Circadia's new adaptive forecast is better at handling skipped nights, naps, crashes, recovery sleep, and sudden changes in your sleep pattern. It learns only from sleep data people choose to share — and the more of your own history you share, the better chance Circadia has of understanding your pattern.

A sleep forecast is supposed to help you plan. The old version mostly did that — until your week got weird, at which point it got cautious in expensive ways. The new adaptive forecast is built for the weird weeks.

Skipped nights, unexpected naps, recovery crashes, sudden phase shifts, weeks where your rhythm seems to change its mind halfway through — those are the moments most forecasts go quiet or get stale. The new one moves with you. It is faster to admit "something just changed" without overreacting to noise, honest enough to say "I'm not sure yet" when it should be, and 2.7x faster at recovering from disruptions than the version it replaces.
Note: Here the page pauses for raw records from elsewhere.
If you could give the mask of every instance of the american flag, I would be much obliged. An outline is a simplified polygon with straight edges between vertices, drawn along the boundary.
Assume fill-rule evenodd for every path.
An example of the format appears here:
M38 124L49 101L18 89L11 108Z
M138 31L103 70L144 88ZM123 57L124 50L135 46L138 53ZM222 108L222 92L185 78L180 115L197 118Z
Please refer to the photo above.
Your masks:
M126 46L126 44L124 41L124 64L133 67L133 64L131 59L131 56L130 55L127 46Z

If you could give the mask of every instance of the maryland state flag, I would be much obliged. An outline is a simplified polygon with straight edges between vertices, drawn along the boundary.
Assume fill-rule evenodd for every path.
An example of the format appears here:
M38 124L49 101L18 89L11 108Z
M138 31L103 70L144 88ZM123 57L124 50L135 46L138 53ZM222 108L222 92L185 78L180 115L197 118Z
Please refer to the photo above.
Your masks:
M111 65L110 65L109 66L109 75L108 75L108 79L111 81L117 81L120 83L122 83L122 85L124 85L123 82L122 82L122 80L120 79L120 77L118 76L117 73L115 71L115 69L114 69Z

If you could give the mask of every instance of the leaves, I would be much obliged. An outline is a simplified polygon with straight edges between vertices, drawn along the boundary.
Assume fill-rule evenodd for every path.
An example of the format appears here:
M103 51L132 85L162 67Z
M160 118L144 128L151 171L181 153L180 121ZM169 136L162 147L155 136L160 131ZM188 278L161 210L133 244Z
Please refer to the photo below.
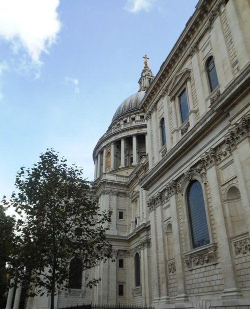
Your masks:
M32 282L33 294L44 288L52 296L60 292L73 257L81 259L84 269L112 257L105 236L111 213L99 212L93 184L84 179L82 168L68 166L48 149L31 169L20 168L16 186L10 200L2 201L20 216L10 261L12 275L18 273L20 280ZM89 286L98 280L90 278Z

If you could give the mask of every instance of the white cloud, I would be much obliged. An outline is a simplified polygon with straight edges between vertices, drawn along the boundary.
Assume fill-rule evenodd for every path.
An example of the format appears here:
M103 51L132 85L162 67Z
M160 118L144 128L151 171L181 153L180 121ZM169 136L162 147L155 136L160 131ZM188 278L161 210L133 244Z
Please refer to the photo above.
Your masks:
M128 0L124 9L132 13L137 13L144 10L149 12L152 9L154 0Z
M56 12L60 0L0 0L0 37L19 54L24 50L40 66L42 53L56 42L61 25Z
M65 82L72 83L74 85L74 93L79 93L80 92L80 88L79 88L79 81L76 78L70 78L70 77L65 78Z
It also pays attention to more of what you tell it. Medication, illness, stress, screens, light exposure, social pressure, mood, cognition, custom tags — the forecast can now react when you log them, instead of treating every night as if it happened in isolation. If you took melatonin tonight, the model knows. If you're sick, the model knows. If your normal rhythm is being shaped by something unusual today, the model can fold that into its prediction instead of being surprised by it tomorrow.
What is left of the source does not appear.